Ha frequentato l'istituto lavorando per il Ristorante 'Da Remo” (Vicenza).
Nel 1986 ha cominciato la sua carriera professionale da Gualtiero Marchesi a Milano, il primo ristorante italiano che ha raggiunto le tre stelle Michelin e un notevole riconoscimento dalla guida dei ristoranti Michelin.In seguito Cracco ha lavorato c/o la 'Meridiana” di Garlenda (Savona), di appartenenza alla catena dei Relais & Chateaux.
Ha vissuto per 3 anni in Francia dove ha imparato la cucina francese c/o Alain Ducasse (Hotel Paris) e Lucas Carton (Paris, Senderens).
Cracco finalmente è tornato in Italia, a Firenze è stato primo Chef c/o l'Enoteca Pinchiorri. Durante la sua conduzione ha ottenuto le tre stelle Michelin.
Gualtiero Marchesi lo ha chiamato per l'apertura del suo ristorante L'Albereta”, Erbusco (Brescia), dove Cracco ha lavorato come Chef per tre anni. Subito dopo ha aperto 'Le Clivie” in Piovesi d'Alba (Cuneo), il quale solo dopo un anno ha guadagnato la stella Michelin.
Dopo pochi anni, ha accettato l'invito della famiglia Stoppani, proprietaria del negozio di gastronomia più famoso di Milano del 1883, per l'apertura del ristorante Cracco Peck, dove Cracco ha lavorato come Chef Executive.

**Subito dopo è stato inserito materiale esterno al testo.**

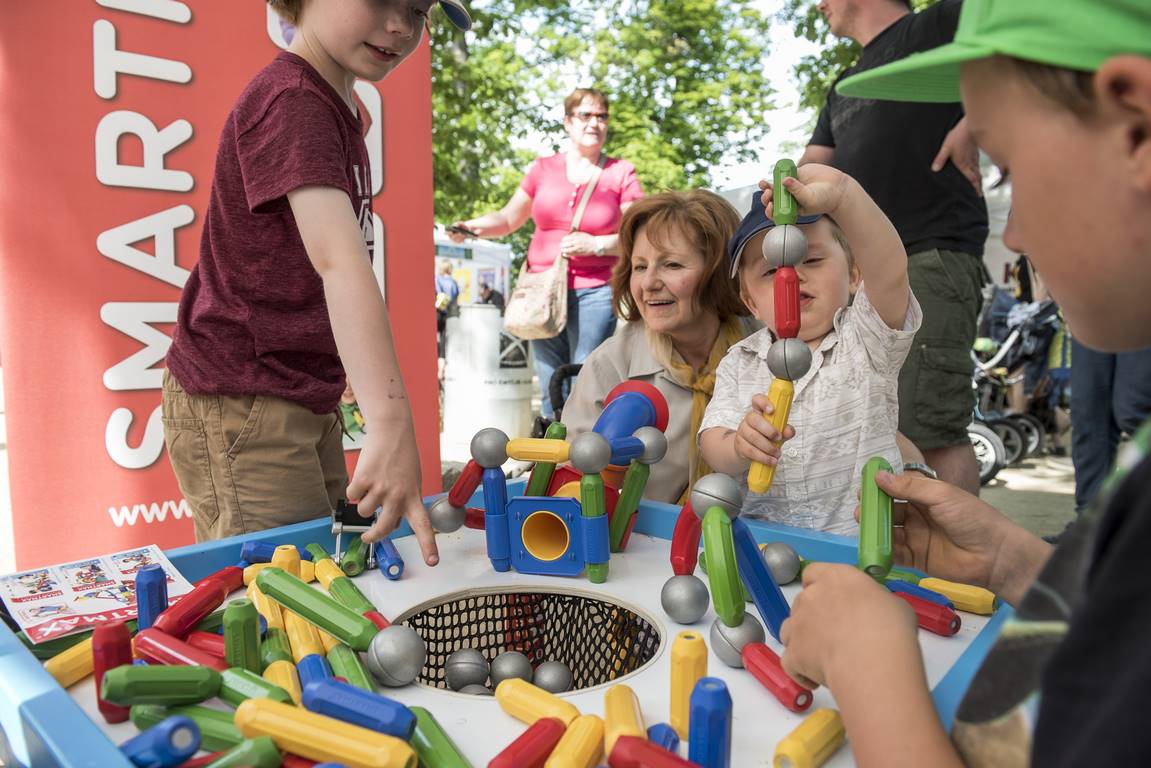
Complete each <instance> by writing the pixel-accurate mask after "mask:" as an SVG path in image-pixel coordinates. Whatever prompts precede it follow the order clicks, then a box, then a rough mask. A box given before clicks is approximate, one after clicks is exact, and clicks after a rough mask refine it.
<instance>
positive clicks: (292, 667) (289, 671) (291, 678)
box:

Il ristorante era stato aperto dal 2001 in un edificio elegante nel centro di Milano e la sua cucina rivisita in modo contemporaneo le specialità tradizionali milanesi, guadagnando le due stelle Michelin, 18,5/20 Espresso e 3 forchette per il Gambero Rosso. Dal 2007 era tra i 50 migliori Ristoranti al mondo. Da luglio 2007 ha interrotto il sodalizio con Peck ed è passato ad una nuova gestione.